De presocraten De naam presocraten is pas in de negentiende eeuw gegeven aan de filosofen die vóór Socrates leefden of buiten de sfeer van zijn invloed bleven. Ofschoon de aanduiding louter chronologisch is, heeft zij ook al bij Nietzsche de pretentie te suggereren dat de filosofen vóór Socrates nog niet waren aangetast door de decadentie die zijn optreden inluidde.
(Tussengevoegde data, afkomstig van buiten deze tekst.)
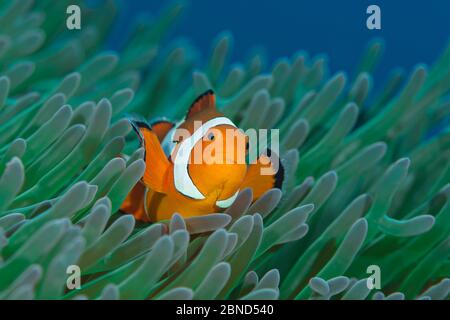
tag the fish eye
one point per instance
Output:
(211, 136)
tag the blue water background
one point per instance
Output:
(413, 31)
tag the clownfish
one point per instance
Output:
(194, 169)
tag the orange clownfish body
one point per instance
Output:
(196, 167)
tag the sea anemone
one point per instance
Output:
(367, 175)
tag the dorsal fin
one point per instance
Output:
(161, 128)
(204, 101)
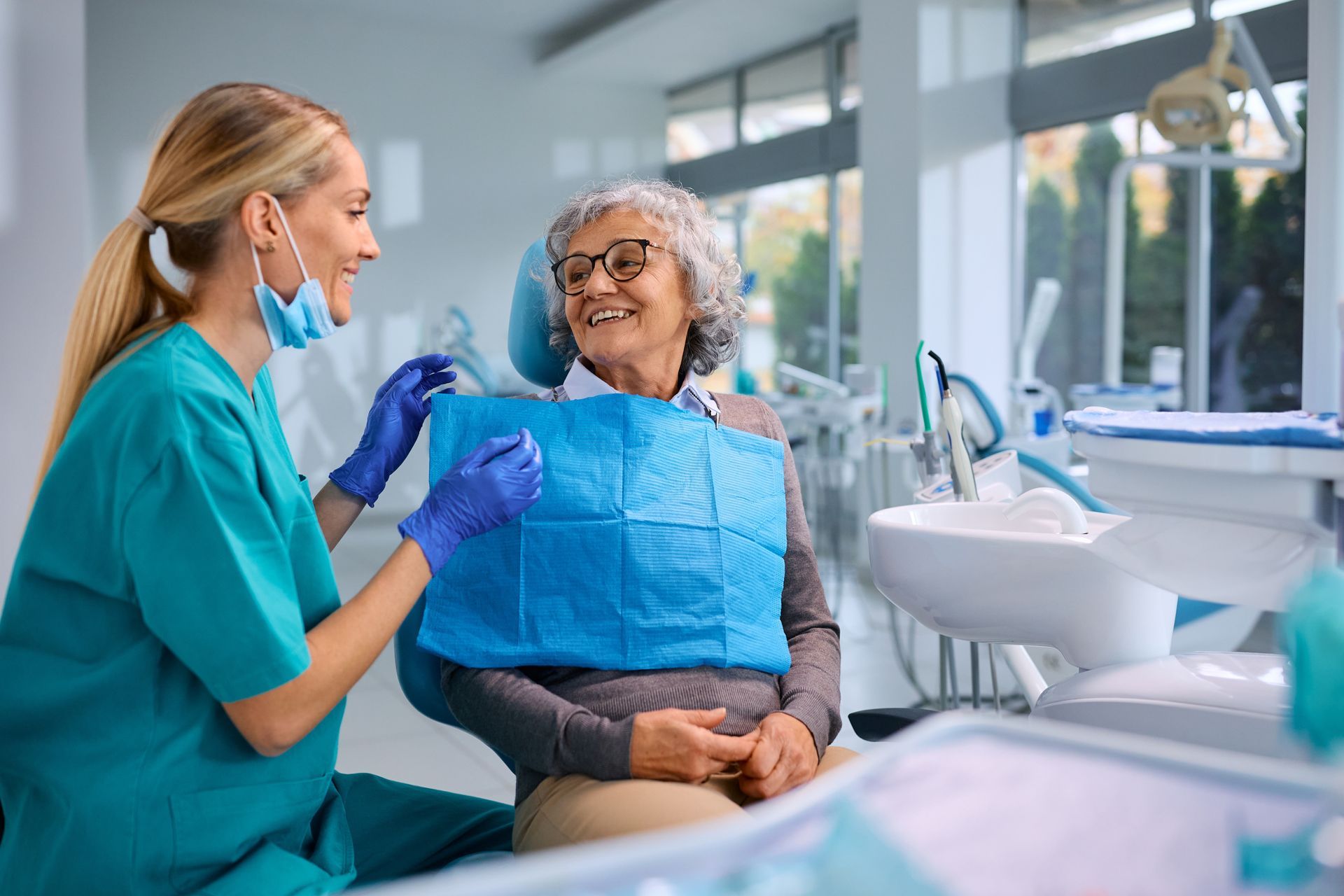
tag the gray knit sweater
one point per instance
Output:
(564, 720)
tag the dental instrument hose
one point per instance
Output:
(926, 450)
(962, 475)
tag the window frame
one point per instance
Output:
(825, 149)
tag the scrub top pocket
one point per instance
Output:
(267, 825)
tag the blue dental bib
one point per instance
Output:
(657, 542)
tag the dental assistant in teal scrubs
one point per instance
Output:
(174, 654)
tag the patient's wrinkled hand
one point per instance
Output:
(784, 758)
(679, 745)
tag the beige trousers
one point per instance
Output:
(574, 809)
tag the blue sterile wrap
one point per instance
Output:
(657, 543)
(1289, 429)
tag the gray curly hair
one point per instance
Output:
(714, 277)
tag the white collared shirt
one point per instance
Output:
(584, 383)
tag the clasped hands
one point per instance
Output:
(679, 745)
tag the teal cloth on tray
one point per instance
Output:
(657, 542)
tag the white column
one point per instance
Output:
(939, 181)
(1324, 286)
(889, 150)
(43, 232)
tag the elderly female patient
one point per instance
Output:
(641, 298)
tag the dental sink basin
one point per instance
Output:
(1026, 571)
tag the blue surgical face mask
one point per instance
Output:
(307, 317)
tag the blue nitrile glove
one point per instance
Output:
(500, 479)
(394, 422)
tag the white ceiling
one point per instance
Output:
(662, 43)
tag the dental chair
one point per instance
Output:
(530, 349)
(1200, 625)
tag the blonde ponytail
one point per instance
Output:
(226, 143)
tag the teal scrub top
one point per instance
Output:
(172, 562)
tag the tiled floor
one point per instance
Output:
(382, 734)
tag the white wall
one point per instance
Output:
(43, 206)
(500, 147)
(937, 155)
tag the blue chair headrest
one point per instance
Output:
(528, 333)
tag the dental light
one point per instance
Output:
(1176, 104)
(1194, 109)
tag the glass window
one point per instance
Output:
(785, 257)
(1059, 29)
(1224, 8)
(850, 246)
(1069, 171)
(727, 213)
(785, 94)
(1256, 343)
(851, 89)
(1256, 339)
(701, 120)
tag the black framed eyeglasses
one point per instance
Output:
(622, 261)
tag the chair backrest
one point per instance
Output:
(528, 331)
(533, 356)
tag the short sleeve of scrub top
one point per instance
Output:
(200, 523)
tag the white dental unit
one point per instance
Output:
(1215, 516)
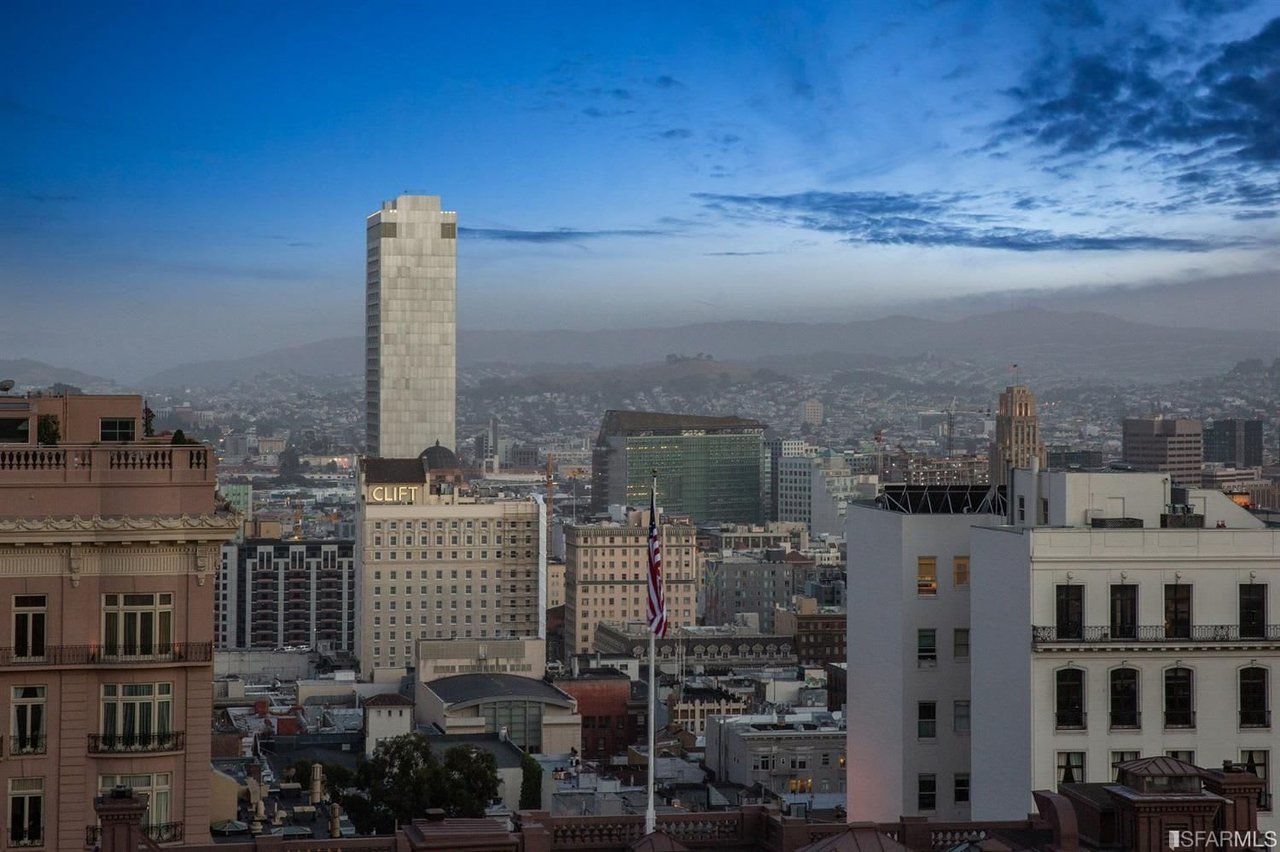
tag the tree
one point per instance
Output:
(530, 783)
(471, 781)
(403, 779)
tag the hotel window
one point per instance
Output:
(1124, 612)
(927, 576)
(117, 429)
(1253, 610)
(926, 649)
(1255, 760)
(156, 786)
(1178, 610)
(927, 719)
(137, 717)
(30, 613)
(1253, 697)
(26, 811)
(1070, 768)
(1069, 612)
(1069, 699)
(1179, 699)
(1121, 757)
(28, 720)
(927, 792)
(960, 715)
(1124, 699)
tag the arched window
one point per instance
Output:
(1179, 697)
(1069, 699)
(1253, 697)
(1124, 699)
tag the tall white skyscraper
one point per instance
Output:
(410, 326)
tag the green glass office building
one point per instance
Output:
(708, 467)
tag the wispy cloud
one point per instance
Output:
(553, 236)
(1207, 122)
(935, 219)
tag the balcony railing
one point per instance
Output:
(1125, 720)
(159, 833)
(136, 743)
(1070, 719)
(1255, 718)
(28, 745)
(1050, 635)
(96, 654)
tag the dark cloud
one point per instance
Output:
(1074, 13)
(933, 219)
(1201, 124)
(552, 236)
(1214, 8)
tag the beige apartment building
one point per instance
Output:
(109, 553)
(607, 577)
(437, 563)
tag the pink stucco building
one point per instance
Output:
(109, 548)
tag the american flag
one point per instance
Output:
(657, 595)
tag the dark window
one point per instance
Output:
(1179, 691)
(1124, 699)
(117, 429)
(927, 719)
(927, 792)
(1178, 610)
(1124, 612)
(1253, 610)
(1070, 612)
(1069, 699)
(1253, 697)
(14, 430)
(926, 649)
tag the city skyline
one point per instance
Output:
(161, 161)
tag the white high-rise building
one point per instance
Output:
(410, 328)
(1102, 617)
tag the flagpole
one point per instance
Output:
(650, 815)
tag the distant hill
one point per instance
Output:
(1048, 346)
(333, 357)
(37, 374)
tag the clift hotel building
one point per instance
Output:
(438, 563)
(109, 550)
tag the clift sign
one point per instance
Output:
(393, 493)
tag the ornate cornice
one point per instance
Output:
(216, 522)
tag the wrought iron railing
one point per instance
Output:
(138, 742)
(1091, 635)
(159, 833)
(97, 654)
(27, 745)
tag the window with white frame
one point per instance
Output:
(156, 786)
(26, 811)
(27, 734)
(137, 715)
(137, 624)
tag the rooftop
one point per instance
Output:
(462, 688)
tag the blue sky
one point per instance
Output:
(197, 174)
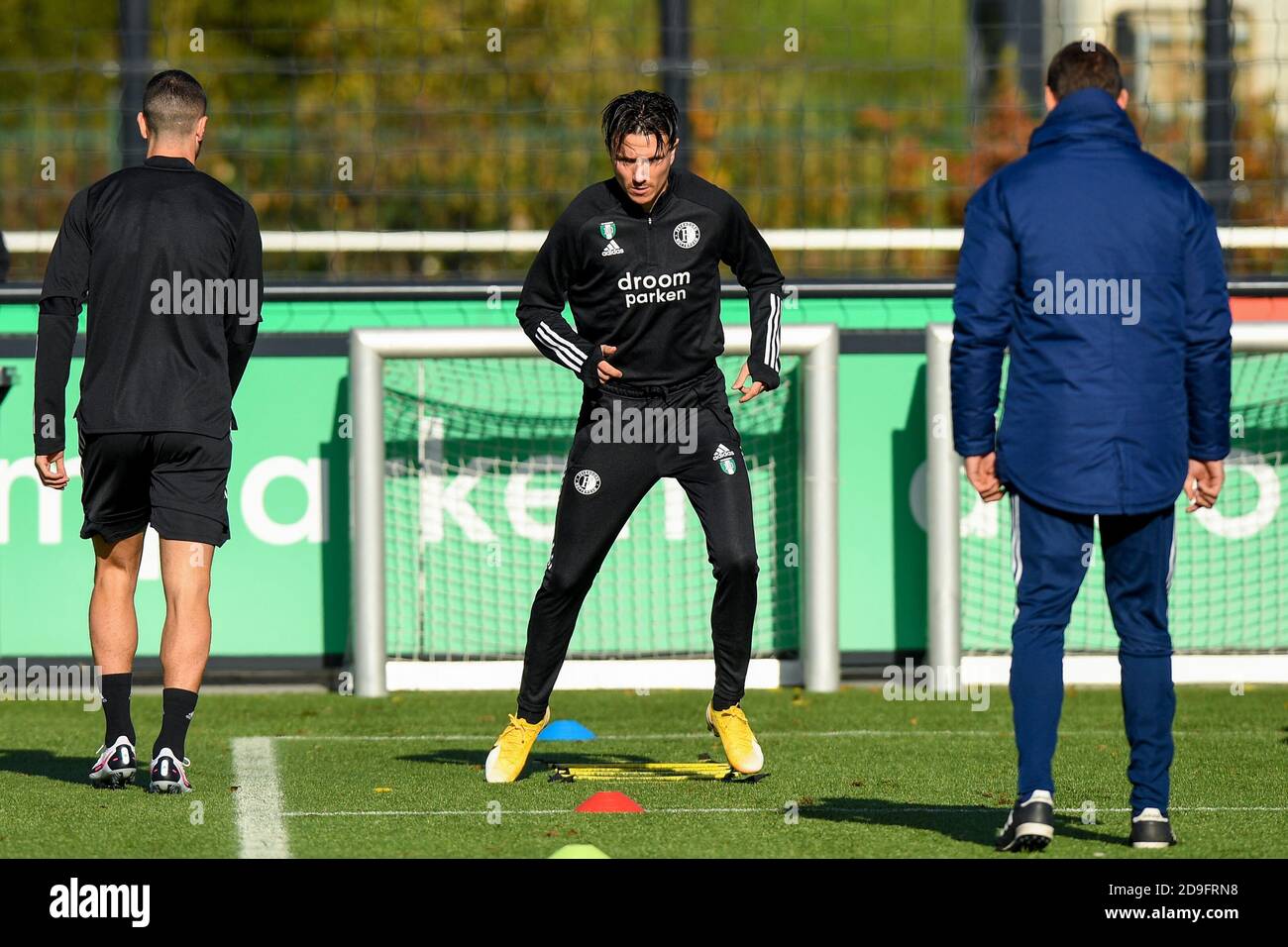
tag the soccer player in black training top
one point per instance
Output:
(170, 263)
(638, 258)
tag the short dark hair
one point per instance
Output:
(640, 114)
(172, 102)
(1074, 68)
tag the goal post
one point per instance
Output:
(382, 545)
(1228, 598)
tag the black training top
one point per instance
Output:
(171, 265)
(649, 283)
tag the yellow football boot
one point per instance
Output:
(510, 751)
(741, 748)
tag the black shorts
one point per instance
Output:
(175, 480)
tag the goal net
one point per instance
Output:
(472, 454)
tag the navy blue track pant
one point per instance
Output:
(1050, 553)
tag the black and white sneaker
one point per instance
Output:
(1030, 825)
(1151, 828)
(115, 766)
(168, 774)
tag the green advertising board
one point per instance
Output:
(281, 585)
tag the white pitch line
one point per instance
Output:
(524, 812)
(780, 735)
(259, 800)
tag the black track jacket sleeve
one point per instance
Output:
(60, 298)
(754, 265)
(541, 304)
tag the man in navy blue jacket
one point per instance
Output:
(1099, 266)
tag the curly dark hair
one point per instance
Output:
(640, 112)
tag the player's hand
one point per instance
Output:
(606, 372)
(982, 474)
(52, 470)
(1203, 482)
(751, 390)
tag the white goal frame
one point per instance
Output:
(943, 541)
(375, 674)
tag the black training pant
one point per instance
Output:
(603, 483)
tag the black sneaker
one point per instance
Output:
(115, 766)
(1029, 826)
(1151, 828)
(168, 774)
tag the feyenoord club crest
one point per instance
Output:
(724, 457)
(687, 235)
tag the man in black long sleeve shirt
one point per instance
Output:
(638, 258)
(170, 263)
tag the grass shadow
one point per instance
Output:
(977, 825)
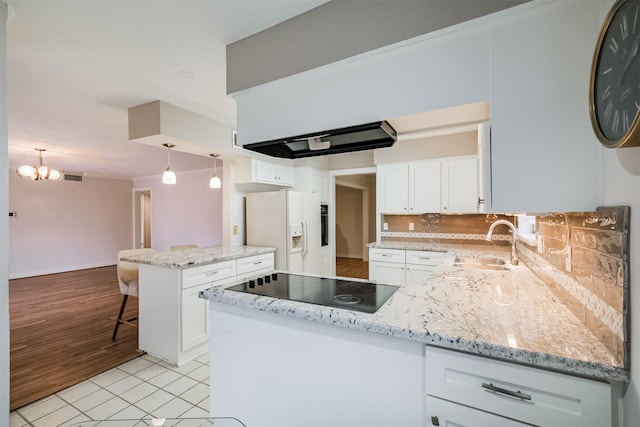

De voorplatoonse filosofie is in de ogen van Nietzsche gezond en aards, vanaf Plato is de filosofie gericht op het metafysische en op een imaginaire wereld achter en boven de gegeven wereld. Vanuit een heel andere opvatting over de geschiedenis en de lijn die zij vormt, kan de naam ook in verband worden gebracht met de veronderstelling dat het begin van de filosofie iets kinderlijks en primitiefs had en dat bij Socrates en Plato de filosofie pas echt begint. In beide opvattingen wordt aan Socrates een beslissende invloed toegeschreven en wordt zijn optreden beschouwd als een knik in de lijn van de geschiedenis. Al in de Oudheid gold Socrates als degene die een omwenteling in de wijsbegeerte teweegbracht. Cicero omschrijft deze omwenteling als volgt. In een vroegere fase van de filosofie werd door filosofen een studie gemaakt van de getallen en bewegingen en van de vraag waaruit alles ontstaat en waarin het weer terugvalt. Ook bestudeerden zij gretig de grootte, onderlinge afstanden en banen van de sterren en al het andere dat aan de hemel is waar te nemen. Maar Socrates riep als eerste de filosofie van de hemel naar beneden, gaf die haar plaats in de steden, bracht haar zelfs binnen in de huizen en eiste van haar dat zij haar aandacht zou richten op het leven, de levenswijze, op vraagstukken van goed en kwaad. Deze kenschets is misleidend wanneer de omwenteling zonder meer wordt opgevat als een gebeurtenis die bepalend is voor alle filosofen en voor de hele filosofie. Zij heeft vooral betrekking op Socrates zelf en zijn ontwikkeling als filosoof. Ook filosofen vóór hem dachten na over kwesties van ethische aard en filosofen na hem speculeerden over de natuur en over kosmische vraagstukken. De naam presocraten is dus wat slordig gekozen en suggereert meer dan historisch is te verantwoorden.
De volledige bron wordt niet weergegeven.